1.03.2012

Cooking and Eating Over the Holidays

Holidays = guests = cooking.  Thanks, people, for showing up so I can make crazy quantities of stuff and not have to eat it for lunch and dinner myself every day! 

Chocolate chip banana bread muffins are important for breakfast, snack, or dessert.  The recipe is from my college roommate--she sent me a Word document of 5 recipes, some with applesauce replacing this or that, and I picked my favorite.  I make it about once per month; if you've got some browning bananas and the regular baking necessities, you've got this treat.


Banana Chocolate Chip Bread (as given to me,  my comments in italics)

1/2 cup butter
1 cup sugar
2 eggs
3 mashed, ripe bananas, but if you have 2 or 4 you're all good.
2 cups flour
1 teaspoon baking soda
1/2 teaspoon salt
1 teaspoon vanilla
1 cup chocolate chips, but I add more because it's good luck


Preheat oven to 350 degrees F. Cream butter and sugar. Beat in eggs, then bananas. Add flour, baking soda, salt, mixing well. Stir in vanilla and chocolate chips. Pour into a greased loaf pan or muffin tin (fill to the very top) and bake for 60 - 70 minutes or until cake tester comes out clean. Cool in pan 10 minutes, then turn out onto a wire rack to cool completely before slicing.  Take down the baking time if you decide to do mini muffins or mini loaves.

Pumpkin pancakes are also an important part of hosting. I eyeball the spices, use some pumpkin pie spice in place of small amounts of all that compose it, add chocolate chips, and often sub for white whole wheat flour, if I have it.  I add the choc chips once the batter is down in the pan, 3-5 per (small) pancake.  If I mixed them into the batter beforehand I'm pretty sure they'd just sink. 

We made pumpkin pancakes for our erev New Year's brunch guests, but our Chanukah guests still had some pumpkin in the form of the Whole Foods turkey pumpkin chili, this time whipped up by J.  Their brunch was strata-riffic, with both sweet and savory.  On erev Christmas we went to Ala Shanghai for a delicious meal.  The only disappointment that night was that our soup dumplings were mostly deflated (and thus unsouped). Also, I think I'd like to ask to keep the rest of the Peking duck after it's sliced up tableside onto the individual bun sandwiches. There seemed to be at least a sandwich of meat still on the bones, and our particular table would have enjoyed getting it!

On Christmas Day I took some silver tip (last cut of roast available at the kosher Chop early in the afternoon before the holy sabbath, a little leaner than I wanted), two cans of tomatoes, a beer, garlic, onion, and potato and bid it farewell for 8 hours on low in the slow cooker.  I baked challah with my aunt's recipe that I've been using forever, but in a Chanukah miracle, it came out lighter and fluffier than ever before.  I never measure the flour, so maybe my eyeballs did better this time than before.

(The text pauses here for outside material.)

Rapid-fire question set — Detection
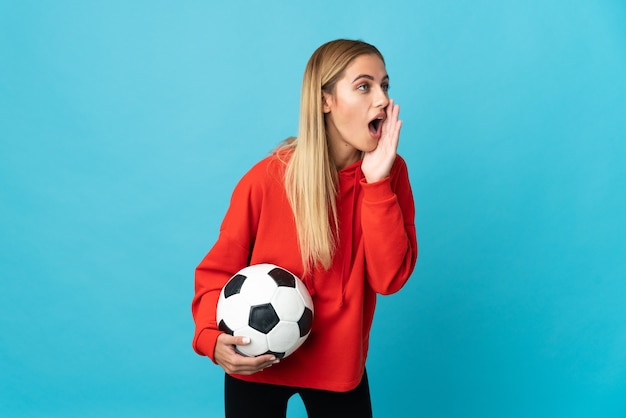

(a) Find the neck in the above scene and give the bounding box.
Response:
[326,132,361,170]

Our Sisterfriend cooked the most delicious latkes I've had in years--one russet potato, two sweet potatoes, a handful of small onions, some egg and flour (I wasn't watching that closely...), salt, and pepper.  Parevized J&G soup (sans butter) with quinoa and salad started us off.  Below is our festive Chanukah table.  Thanks to our special non-relative guests for the red sparkly deliciousness.  




Happy January, everyone. I hope you cooked and/or ate some delicious things over the past few weeks.

1 comment:

  1. what a gorgeous table.....happy new year to you!